I've been reading a few things that suggest that the PSTN (Public Switched Telephone Network--the traditional phone system) is dying, soon to be devastated by VOIP. Since companies like Vonage are starting to switch consumers and small businesses, and larger companies have been moving internal phone service to VOIP for a while, within a few years most profitable customers will have have left traditional telcos for nice, cheap facility-less VOIP. That'll leave expensive customers (rural consumers, for example) as the primary users of the old phone system, and that'll destroy the business model of all of the telcos.

We'll see. Maybe it'll go that way, maybe it won't, but I wouldn't buy telco stock right now :-).

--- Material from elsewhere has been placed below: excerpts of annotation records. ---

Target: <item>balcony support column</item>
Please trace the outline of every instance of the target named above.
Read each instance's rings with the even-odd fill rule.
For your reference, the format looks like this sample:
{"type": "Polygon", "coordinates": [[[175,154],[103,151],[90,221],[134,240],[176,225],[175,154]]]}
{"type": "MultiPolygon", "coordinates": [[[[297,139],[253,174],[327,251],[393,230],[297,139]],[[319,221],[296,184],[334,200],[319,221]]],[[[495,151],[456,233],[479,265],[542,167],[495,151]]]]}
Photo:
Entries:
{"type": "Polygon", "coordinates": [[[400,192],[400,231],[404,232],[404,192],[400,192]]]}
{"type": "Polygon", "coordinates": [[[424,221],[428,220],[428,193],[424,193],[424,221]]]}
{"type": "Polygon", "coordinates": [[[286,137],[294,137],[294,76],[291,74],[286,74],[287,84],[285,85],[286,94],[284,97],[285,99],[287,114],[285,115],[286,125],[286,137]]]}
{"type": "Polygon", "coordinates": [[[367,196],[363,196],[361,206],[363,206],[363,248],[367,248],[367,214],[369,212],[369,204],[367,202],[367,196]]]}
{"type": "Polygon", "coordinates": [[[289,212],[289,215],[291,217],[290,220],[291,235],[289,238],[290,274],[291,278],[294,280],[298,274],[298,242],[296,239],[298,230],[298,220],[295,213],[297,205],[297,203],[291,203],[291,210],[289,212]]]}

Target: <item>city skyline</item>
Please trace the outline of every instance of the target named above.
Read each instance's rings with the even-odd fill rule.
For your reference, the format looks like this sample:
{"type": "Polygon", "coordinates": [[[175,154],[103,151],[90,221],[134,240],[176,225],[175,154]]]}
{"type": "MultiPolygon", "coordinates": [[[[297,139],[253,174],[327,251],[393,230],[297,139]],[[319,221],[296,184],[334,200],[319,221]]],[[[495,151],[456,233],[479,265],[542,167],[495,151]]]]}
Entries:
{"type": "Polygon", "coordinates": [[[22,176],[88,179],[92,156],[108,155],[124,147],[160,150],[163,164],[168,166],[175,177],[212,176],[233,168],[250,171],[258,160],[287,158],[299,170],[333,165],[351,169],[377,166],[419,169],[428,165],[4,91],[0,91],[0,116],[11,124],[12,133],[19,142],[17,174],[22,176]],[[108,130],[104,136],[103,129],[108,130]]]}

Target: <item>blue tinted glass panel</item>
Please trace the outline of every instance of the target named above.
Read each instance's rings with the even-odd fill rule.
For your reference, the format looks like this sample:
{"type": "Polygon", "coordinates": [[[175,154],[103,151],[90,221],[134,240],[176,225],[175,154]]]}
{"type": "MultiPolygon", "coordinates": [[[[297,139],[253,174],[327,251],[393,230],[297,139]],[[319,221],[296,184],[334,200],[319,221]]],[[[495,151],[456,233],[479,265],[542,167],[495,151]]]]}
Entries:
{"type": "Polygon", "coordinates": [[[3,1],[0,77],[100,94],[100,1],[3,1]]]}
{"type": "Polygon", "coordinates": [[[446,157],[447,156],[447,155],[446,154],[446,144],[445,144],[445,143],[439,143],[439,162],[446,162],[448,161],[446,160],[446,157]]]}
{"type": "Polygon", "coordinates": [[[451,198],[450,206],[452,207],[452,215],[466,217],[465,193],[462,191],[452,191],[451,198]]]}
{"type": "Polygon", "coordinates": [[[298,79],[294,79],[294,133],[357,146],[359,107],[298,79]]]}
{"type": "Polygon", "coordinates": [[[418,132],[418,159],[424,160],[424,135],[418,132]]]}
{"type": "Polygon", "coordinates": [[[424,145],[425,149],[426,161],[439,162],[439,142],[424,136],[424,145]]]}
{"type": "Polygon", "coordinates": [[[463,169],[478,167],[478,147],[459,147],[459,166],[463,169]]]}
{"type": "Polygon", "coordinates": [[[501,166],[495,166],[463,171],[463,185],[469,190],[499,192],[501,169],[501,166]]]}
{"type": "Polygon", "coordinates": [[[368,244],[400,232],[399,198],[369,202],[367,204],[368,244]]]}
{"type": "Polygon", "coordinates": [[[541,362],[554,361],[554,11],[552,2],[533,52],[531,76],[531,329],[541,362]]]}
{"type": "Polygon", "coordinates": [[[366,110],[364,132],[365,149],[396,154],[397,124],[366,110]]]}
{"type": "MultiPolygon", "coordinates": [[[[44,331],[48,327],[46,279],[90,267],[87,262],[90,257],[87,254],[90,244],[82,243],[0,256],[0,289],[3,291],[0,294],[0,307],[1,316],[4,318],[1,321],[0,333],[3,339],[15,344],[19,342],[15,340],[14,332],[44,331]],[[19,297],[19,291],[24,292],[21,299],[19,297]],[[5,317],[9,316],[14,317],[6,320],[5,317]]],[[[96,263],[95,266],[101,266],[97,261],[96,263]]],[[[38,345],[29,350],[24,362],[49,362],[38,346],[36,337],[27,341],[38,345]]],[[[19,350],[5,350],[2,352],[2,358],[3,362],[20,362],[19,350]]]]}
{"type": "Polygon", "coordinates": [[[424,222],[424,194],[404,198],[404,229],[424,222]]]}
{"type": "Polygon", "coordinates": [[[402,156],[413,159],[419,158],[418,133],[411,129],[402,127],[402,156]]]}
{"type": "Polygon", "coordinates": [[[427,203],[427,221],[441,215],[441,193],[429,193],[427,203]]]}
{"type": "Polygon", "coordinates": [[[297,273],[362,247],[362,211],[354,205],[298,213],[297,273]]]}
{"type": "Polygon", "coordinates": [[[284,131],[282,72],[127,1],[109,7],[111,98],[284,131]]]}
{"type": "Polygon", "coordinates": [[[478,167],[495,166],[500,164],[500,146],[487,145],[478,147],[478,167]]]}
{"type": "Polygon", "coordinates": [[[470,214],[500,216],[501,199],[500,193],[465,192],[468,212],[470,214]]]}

The story goes like this: once we have a good, semi-open way to map traditional phone numbers onto VoIP providers, we'll start seeing pure-VoIP calls between (say) Vonage and 8x8 customers. Companies can jump in and do direct VoIP calls to other companies and consumers using the same database, either the ENUM thing that never seems to go anywhere, something DNS driven, or something new. Doesn't really matter which way it happens, because one of them is going to happen very soon, probably within 6 months, and it's probably going to be at least partially driven by the Vonages of the world in an attempt to cut their costs when talking to customers of the other VoIP providers.

Once we have open-ish IP telephony, unless regulation rears its ugly head, phone service will end up looking a lot like email. Consumers and very small businesses will pay a provider, and larger companies (and geeks) will handle it themselves, directly. In either case, you'll end up paying someone to connect your calls to (and from) the legacy PSTN, so Aunt Mildred in Kansas can call you, but 95% of the traffic will be SIP end-to-end. Once this is in place, we can start exploring what you can really do with SIP above and beyond traditional telephone service (your phone number follows your laptop on vacation, for instance).

But, here's the problem: SIP spam. What's going to keep the spamming scum of the earth (and I'm being charitable here) from blasting your phone with automated crap 24x7? Regulation probably won't do it--they'll just connect directly (via IP) from outside of the US, just like some SMTP spammers do today. The economics are basically the same as they are for SMTP spam, it's astoundingly cheap to send, and you only need a few returns per million to break even. It's not completely clear that today's spam filtering techniques really apply to SIP spam, besides blacklisting and whitelisting.

I've been enjoying the near-complete lack of phone spam at home since the FTC do-not-call list took effect. I wonder how long the quiet is going to last, though.